I define technology as inventions that make tasks and self expression easier. It’s the use of our knowledge to create tools that help us achieve the things we want. My thoughts on that are: it’s all about what the inventor or user wants to achieve. Hopefully things like building a safer automobile, finding a cure for a disease, or connecting with and old classmate are the goal instead of building a bigger bomb, manufacturing an illegal drug, or stalking an ex-spouse. Technology is what we make it! Personally, I think it is more help than harm, but I acknowledge the possibility it has to harm.
I have used technology since the beginning of my education and it is hard to narrow it down to three examples. I suppose an early example that comes to mind would be the educational toys I had as a child. Speak ‘n’ Spell, See and Say, and Alphie are examples of electronic toys used to aid a child in language skills and I used all three of them.

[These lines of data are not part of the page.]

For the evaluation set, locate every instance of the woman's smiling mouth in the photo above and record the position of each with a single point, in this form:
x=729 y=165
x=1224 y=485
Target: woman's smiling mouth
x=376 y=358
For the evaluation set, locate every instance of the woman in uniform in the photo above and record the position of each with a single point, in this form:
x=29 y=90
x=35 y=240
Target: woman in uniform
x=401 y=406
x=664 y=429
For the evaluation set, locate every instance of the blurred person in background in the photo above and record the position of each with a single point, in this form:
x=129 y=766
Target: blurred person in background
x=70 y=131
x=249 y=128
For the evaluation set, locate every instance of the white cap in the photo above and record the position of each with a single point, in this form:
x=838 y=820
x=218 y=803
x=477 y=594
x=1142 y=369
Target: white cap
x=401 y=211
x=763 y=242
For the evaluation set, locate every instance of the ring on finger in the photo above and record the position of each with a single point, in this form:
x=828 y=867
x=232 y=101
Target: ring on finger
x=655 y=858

Later, I used Apple computers while working on my high school newspaper staff. We used a publishing program to arrange the layouts of our pages before sending the files via hard disk to a printing service for printing. Oncourse is my most recent example of using technology in an educational setting. While working on my undergraduate degree five years ago I used the service much the same way as I’m using it today for my current classes. It is interesting to see how much the Oncourse service has evolved since I used it before and how much easier it is now to navigate. Three basic examples of my personal use of technology would be my pickup truck, my smartphone, and my scrapbooking die-cutter. I think sometimes it’s easy to not acknowledge older inventions as technology which is why I chose to mention my truck. It has over 150,000 miles on it so I think it’s safe to say I use it often! My smartphone is my “connection to the world.” Since disconnecting my home phone service, it is the only phone line I have. So my dependency on this device has grown and it is hard to imagine a time when we didn’t have mobile phones. My last mentioned device is my die cutter. It connects to my computer and I am able to draw and create images that it will then cut out of card stock to be used as embellishments to my scrapbooks I like to make. I could always draw the image and cut it out by hand, but the die-cutter does it quicker than I could by hand which allows me more time to do other things. Also I am able to save the images on my computer to cut exact duplicates later if I ever have the need.
A time that technology enhanced my education experience would be the use of an overhead projector in my undergraduate History classes. I was never very good in History and dreaded the requirement of taking it in college. My instructor used an outline written on acetate which he projected on to a film screen at the front of the class while giving his lecture. Something about that method clicked for me. I have learned since then about the differences in the way people learn and how some people are more visual in how they learn. I definitely fall into the visual category. I’ve used that knowledge about myself to help me get better grades in other classes and it is all thanks to the overhead projector used by my instructor in my undergraduate History classes. It’s difficult to think of an example of a time technology didn’t help at all when being used for educational purposes because I feel that opinion varies dependent upon the individual. Personally, listening to the radio during art class or watching the movie “Cool Hand Luke” during my high school literature class didn’t benefit me in either class. But it may have been inspiration or a needed break for someone else in the class. I see value in using different approaches when incorporating technology with educational environments.